Жизнь и судьба Василия Гроссмана • Прощание (Берзер, Липкин) - страница 97

В лирическом движении, в повторении слов и образов — мысль обнажается с особенной скорбью: «Пусть печаль наша будет глубока, безутешна, вечна. Эта потеря безвозвратна и невозместима. Пусть вечно живет в нас гордость победы человека в величайшей из войн истории, пусть вечна будет печаль о человеке, убитом на поле сражения. В безутешной печали по павшим — истинная вера в силу и святость человеческой жизни».

И образ убитого мальчика в красноармейской шинели с его длинными, шелковистыми и мягкими ресницами, с его лукавой и робкой улыбкой, — писатель не просто оплакивает его, он вплетает его неповторимую, остановившуюся навсегда жизнь в общую ткань земной жизни и показывает, как без нее эта ткань становится беднее.

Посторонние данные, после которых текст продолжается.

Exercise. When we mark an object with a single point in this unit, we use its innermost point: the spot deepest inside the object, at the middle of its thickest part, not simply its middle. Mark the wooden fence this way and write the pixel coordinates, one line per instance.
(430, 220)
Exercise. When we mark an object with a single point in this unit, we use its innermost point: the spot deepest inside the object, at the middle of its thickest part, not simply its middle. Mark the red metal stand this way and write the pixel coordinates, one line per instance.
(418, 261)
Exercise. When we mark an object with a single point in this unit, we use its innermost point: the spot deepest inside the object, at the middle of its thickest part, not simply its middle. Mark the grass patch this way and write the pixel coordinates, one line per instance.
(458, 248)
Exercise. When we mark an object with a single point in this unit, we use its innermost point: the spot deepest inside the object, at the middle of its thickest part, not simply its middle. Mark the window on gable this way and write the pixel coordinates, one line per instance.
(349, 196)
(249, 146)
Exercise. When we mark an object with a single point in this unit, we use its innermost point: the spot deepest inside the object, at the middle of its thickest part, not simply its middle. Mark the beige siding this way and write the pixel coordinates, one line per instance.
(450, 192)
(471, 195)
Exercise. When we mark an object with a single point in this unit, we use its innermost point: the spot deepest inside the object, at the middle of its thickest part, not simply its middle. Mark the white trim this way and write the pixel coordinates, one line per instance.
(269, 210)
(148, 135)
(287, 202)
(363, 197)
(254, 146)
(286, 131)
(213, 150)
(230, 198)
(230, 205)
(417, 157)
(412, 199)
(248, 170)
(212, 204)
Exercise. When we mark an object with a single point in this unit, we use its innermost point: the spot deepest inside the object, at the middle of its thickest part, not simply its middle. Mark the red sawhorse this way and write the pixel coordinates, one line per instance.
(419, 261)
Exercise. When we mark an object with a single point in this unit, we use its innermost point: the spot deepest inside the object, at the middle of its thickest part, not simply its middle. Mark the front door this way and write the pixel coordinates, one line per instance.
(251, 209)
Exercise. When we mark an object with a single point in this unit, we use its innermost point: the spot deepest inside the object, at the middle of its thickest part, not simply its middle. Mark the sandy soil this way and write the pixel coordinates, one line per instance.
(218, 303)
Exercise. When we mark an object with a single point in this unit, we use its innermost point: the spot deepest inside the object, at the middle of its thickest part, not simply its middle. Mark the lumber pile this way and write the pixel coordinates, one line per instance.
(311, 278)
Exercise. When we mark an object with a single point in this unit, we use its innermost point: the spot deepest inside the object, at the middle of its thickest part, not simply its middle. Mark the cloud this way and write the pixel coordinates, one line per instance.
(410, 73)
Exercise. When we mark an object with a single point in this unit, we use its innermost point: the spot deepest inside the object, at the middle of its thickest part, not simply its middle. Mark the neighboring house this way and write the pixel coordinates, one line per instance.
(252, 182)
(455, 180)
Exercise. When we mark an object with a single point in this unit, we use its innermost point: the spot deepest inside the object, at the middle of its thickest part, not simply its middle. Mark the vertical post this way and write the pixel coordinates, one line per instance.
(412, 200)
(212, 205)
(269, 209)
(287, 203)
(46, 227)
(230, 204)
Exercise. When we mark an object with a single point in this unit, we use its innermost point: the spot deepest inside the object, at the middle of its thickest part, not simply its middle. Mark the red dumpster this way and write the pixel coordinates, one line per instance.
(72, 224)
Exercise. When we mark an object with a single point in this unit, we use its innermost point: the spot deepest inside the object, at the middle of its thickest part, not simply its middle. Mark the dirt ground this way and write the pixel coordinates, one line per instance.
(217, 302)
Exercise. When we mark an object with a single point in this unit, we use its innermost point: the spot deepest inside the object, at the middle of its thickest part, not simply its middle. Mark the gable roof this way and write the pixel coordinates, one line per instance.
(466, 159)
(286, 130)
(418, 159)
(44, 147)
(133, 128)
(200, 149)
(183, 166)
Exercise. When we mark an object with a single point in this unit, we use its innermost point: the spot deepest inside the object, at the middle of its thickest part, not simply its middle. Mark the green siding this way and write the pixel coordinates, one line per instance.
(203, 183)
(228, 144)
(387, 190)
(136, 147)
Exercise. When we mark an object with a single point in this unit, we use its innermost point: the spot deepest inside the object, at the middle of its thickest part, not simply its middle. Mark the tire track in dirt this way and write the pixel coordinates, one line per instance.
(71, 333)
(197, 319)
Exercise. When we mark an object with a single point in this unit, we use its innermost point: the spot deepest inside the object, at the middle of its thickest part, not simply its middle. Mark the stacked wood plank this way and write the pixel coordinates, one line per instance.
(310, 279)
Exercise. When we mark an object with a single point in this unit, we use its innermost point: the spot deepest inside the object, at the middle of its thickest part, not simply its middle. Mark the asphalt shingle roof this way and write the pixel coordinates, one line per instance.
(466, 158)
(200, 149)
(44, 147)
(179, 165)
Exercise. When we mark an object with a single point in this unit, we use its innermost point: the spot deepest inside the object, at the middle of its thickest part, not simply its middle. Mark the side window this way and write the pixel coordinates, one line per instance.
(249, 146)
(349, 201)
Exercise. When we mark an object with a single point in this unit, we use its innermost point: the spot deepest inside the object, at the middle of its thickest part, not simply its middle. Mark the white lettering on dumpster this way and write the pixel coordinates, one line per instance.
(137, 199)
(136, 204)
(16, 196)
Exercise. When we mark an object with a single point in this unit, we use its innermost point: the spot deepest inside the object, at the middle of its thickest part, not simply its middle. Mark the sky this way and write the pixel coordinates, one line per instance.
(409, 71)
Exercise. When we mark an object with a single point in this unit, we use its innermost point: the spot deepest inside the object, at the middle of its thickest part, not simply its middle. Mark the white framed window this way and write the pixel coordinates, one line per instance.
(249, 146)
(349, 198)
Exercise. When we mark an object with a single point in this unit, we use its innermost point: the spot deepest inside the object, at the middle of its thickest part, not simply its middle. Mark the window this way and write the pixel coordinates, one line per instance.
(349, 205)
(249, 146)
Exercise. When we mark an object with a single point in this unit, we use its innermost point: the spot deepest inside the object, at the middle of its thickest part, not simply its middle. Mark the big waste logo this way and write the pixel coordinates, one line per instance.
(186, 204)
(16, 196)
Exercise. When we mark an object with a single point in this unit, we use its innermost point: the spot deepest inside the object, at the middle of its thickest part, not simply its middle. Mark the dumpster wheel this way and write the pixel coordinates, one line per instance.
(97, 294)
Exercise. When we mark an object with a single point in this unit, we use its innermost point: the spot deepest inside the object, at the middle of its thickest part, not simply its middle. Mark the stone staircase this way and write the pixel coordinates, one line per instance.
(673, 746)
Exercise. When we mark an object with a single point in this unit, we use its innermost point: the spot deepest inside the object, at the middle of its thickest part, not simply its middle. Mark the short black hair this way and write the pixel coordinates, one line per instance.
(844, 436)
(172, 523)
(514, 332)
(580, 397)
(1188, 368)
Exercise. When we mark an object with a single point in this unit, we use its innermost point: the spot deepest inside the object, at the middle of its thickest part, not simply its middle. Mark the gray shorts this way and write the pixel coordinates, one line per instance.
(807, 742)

Вот глубинные корни его гуманизма и его демократизма.

Если бы он не верил в то, что литература спасет человеческую жизнь от одичания, — разве мог бы он писать?

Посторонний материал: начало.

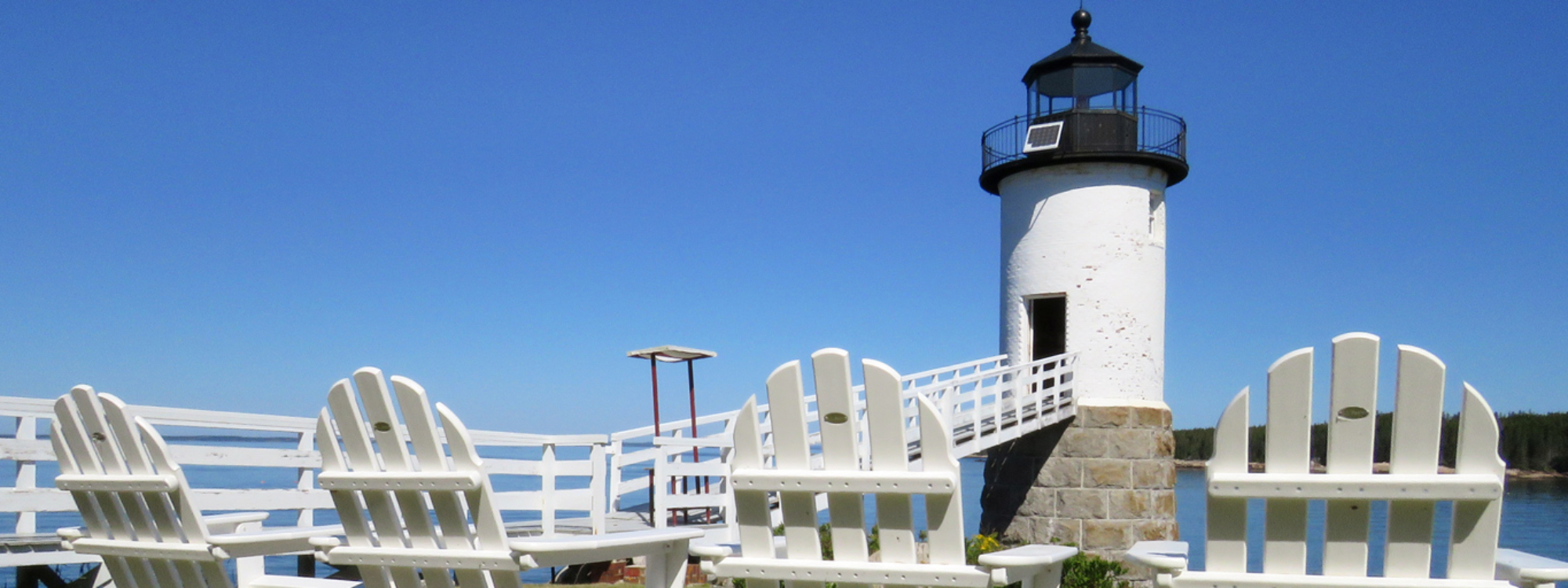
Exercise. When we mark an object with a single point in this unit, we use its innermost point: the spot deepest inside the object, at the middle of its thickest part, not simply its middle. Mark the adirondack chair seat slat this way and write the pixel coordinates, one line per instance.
(1362, 487)
(1301, 581)
(918, 575)
(297, 583)
(117, 484)
(837, 482)
(1526, 568)
(604, 542)
(147, 550)
(415, 557)
(438, 482)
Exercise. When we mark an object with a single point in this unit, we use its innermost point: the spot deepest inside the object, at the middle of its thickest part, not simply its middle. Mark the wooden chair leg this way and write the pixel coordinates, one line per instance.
(667, 570)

Чувством огромной ответственности проникнуты эти страницы.

Так понимал Василий Семенович Гроссман смысл своего писательского труда, когда, вернувшись с фронта домой, он начинал писать роман «За правое дело».


Чем был еще он занят именно в эти месяцы и дни? После войны.

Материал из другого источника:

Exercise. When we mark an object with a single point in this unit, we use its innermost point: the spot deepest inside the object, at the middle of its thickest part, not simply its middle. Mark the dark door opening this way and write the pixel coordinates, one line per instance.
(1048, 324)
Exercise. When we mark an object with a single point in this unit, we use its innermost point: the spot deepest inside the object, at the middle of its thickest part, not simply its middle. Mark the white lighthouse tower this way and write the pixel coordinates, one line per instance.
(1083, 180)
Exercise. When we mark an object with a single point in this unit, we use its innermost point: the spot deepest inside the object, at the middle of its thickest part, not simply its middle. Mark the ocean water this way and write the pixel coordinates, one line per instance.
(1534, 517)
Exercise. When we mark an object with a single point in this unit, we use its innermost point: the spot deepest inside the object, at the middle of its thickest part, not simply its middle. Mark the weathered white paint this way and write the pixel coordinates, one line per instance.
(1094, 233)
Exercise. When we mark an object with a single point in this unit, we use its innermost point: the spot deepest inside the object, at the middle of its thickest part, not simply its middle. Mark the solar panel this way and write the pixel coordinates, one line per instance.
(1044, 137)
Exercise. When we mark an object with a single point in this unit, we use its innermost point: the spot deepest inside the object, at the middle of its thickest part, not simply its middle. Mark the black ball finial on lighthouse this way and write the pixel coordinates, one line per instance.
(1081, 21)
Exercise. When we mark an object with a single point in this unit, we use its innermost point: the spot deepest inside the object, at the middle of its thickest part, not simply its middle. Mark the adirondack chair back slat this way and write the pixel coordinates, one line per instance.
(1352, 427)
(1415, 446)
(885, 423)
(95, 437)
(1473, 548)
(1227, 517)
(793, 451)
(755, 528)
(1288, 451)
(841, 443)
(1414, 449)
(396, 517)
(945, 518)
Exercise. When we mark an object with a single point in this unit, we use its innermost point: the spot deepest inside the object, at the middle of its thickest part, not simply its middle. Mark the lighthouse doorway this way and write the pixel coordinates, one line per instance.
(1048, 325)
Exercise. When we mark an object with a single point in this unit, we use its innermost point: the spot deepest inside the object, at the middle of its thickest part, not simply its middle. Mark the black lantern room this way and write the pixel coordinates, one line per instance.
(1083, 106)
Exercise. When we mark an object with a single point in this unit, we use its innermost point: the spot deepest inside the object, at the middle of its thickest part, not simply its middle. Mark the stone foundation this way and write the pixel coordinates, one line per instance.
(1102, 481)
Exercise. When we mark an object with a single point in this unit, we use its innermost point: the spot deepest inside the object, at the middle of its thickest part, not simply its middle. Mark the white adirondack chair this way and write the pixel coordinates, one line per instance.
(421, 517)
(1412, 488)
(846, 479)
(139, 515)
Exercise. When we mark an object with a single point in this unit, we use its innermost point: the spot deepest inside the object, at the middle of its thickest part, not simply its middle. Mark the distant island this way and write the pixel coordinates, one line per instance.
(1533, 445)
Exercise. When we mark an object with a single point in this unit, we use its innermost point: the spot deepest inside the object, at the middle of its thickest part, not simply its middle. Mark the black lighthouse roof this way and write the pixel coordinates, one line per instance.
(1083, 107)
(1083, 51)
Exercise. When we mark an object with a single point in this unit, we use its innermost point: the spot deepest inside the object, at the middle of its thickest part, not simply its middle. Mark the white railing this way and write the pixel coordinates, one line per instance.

Первый раз наши пути скрестились случайно, может быть, но очень для меня значительно и даже символично.

Я только что поступила на работу в редакцию «Литературной газеты» — после института и войны, не зная, что ждет меня впереди. И вдруг меня посылают к Гроссману, чтобы взять «интервью», хотя тогда у нас не было этого названия. Поговорить и записать… Сначала я не поняла о чем, думала — просто о писательских планах. Мы часто делали такие беседы.

Но в редакции знали, как мне нравятся его книги и статьи, и, относясь ко мне хорошо, послали к Гроссману именно меня, хотя я была моложе всех и по возрасту и по стажу работы, исчисляемому несколькими месяцами.

Я так волновалась, когда звонила, шла к нему и потом сидела у него, что запомнила только его тесно заставленную комнату (это было до Беговой), синие его глаза и голос — голос я запомнила навсегда.

Я сидела, уткнувшись в листы бумаги, и записывала то, что он говорил мне, стараясь не упустить ни слова. Потом спрашивала его по ходу беседы и добавляла в текст. И 22 января 1945 года в «Литературной газете» появилась заметка, которую с его слов написала я.

Она называлась «Черная книга». Потом, с годами, я поняла, заметка эта — очень важный документ и даже в своем роде — единственный. Приведу ее полностью.

«Черная книга»

«Комитет писателей, ученых и общественных деятелей Америки, возглавляемый Альбертом Эйнштейном и писателем Шолом Ашем, обратился к Еврейскому антифашистскому комитету в Москве с предложением принять участие в издании „Черной книги“ — книги о фашистских зверствах над мирным населением оккупированных немцами стран и районов СССР, где поголовно было истреблено все еврейское население.